Protein contents in biological membranes can explain abnormal solvation of charged and polar residues.

Transmembrane helices are generally believed to insert into membranes based on their hydrophobicity. Nevertheless, there are important exceptions where polar residues have great functional importance, for instance the S4 helix of voltage-gated ion channels. It has been shown experimentally that insertion can be accomplished by hydrophobic counterbalance, predicting an arginine insertion cost of only 2.5 kcal/mol, compared with 14.9 kcal/mol in cyclohexane. Previous simulations of pure bilayers have produced values close to the pure hydrocarbon, which has lead to spirited discussion about the experimental conditions. Here, we have performed computer simulations of models better mimicking biological membranes by explicitly including protein helices at mass fractions from 15% to 55%, as well as an actual translocon. This has a striking effect on the solvation free energy of arginine.
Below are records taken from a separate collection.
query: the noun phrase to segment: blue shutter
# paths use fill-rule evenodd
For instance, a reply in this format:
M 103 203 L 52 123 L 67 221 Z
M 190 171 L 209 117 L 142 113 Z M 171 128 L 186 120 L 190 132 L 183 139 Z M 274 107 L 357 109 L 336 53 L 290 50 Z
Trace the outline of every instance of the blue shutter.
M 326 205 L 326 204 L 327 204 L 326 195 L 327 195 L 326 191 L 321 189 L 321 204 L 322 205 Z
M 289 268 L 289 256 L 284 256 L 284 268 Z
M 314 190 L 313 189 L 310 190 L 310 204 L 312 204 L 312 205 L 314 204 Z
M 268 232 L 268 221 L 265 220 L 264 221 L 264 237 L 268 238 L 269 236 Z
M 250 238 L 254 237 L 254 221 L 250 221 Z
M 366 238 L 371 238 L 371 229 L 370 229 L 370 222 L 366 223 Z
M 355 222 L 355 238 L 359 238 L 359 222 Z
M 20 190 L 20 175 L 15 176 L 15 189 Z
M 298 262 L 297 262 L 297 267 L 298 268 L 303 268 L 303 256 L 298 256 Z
With some polar residues present, the solvation cost comes close to experimental observation at approximately 30% mass fraction, and negligible at 40%. In the presence of a translocon in the membrane, the cost of inserting arginine next to the lateral gate can be as low as 3-5 kcal/mol. The effect is mainly due to the extra helices making it easier to retain hydration water. These results offer a possible explanation for the discrepancy between the in vivo hydrophobicity scale and computer simulations and highlight the importance of the high protein contents in membranes. Although many membrane proteins are stable in pure bilayers, such simplified models might not be sufficiently accurate for insertion of polar or charged residues in biological membranes.